With the long-term goal of understanding and treating ASD, Biederer has employed approaches from different disciplines, including chemistry, proteomics and cell cultures. He noted that the use of genetically-modified mouse models has been the most beneficial.

“My lab can demonstrate that these transsynaptic interactions can draw us information of new synapses, and we can also show that these proteins regulate the ability of synapses to reorganize in an activity kind of manner, and this ultimately can be used to manipulate the ability of animals to learn,” he said. “So that ultimately, we have been able to make animal models that can learn better.”

He emphasized the importance of this research in its transferability to humans, as the research is showing that these processes can be used to improve learning and memory.

“We are helping to understand what the functions of these proteins are in normal brain development, and with that we can understand what effects these mutations have,” he said. “Synaptic aberrations are one of the most important factors in developing autism, and my lab’s research helps to understand how these synaptic aberrations arise from molecular changes.”

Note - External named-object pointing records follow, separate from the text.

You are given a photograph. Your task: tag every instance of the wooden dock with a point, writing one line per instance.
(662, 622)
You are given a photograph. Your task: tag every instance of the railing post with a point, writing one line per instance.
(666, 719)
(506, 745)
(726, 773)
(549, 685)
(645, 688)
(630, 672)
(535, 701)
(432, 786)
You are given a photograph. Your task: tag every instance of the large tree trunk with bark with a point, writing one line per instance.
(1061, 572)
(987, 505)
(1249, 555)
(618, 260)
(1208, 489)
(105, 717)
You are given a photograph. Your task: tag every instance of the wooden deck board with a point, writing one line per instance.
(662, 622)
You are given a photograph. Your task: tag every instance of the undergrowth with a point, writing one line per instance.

Biederer estimated between 200 and 800 risk factors for ASD in the human genome, explaining that it is extremely rare that a case of ASD would arise from only one mutation.

“That means most patients who have autism are different from each other; there’s not one autism because you have different combinations of different risk factors,” he said. “What is important, though, is if you analyze these risk factors, that patterns emerge, and one of the important patterns is changes in synapse mutations and synapse-organizing proteins.”

Through his research, Biederer hopes to develop a more precise subdivision of ASD in order to refine therapeutic interventions.

“This type of sub-classifying autistic children will actually help tremendously when it comes to developing therapeutic intervention,” he said. “Having these molecular tools of subdividing autism into sub-types of autism will actually … advance our molecular understanding and open up molecular intervention for these subtypes and then accelerate treatment.”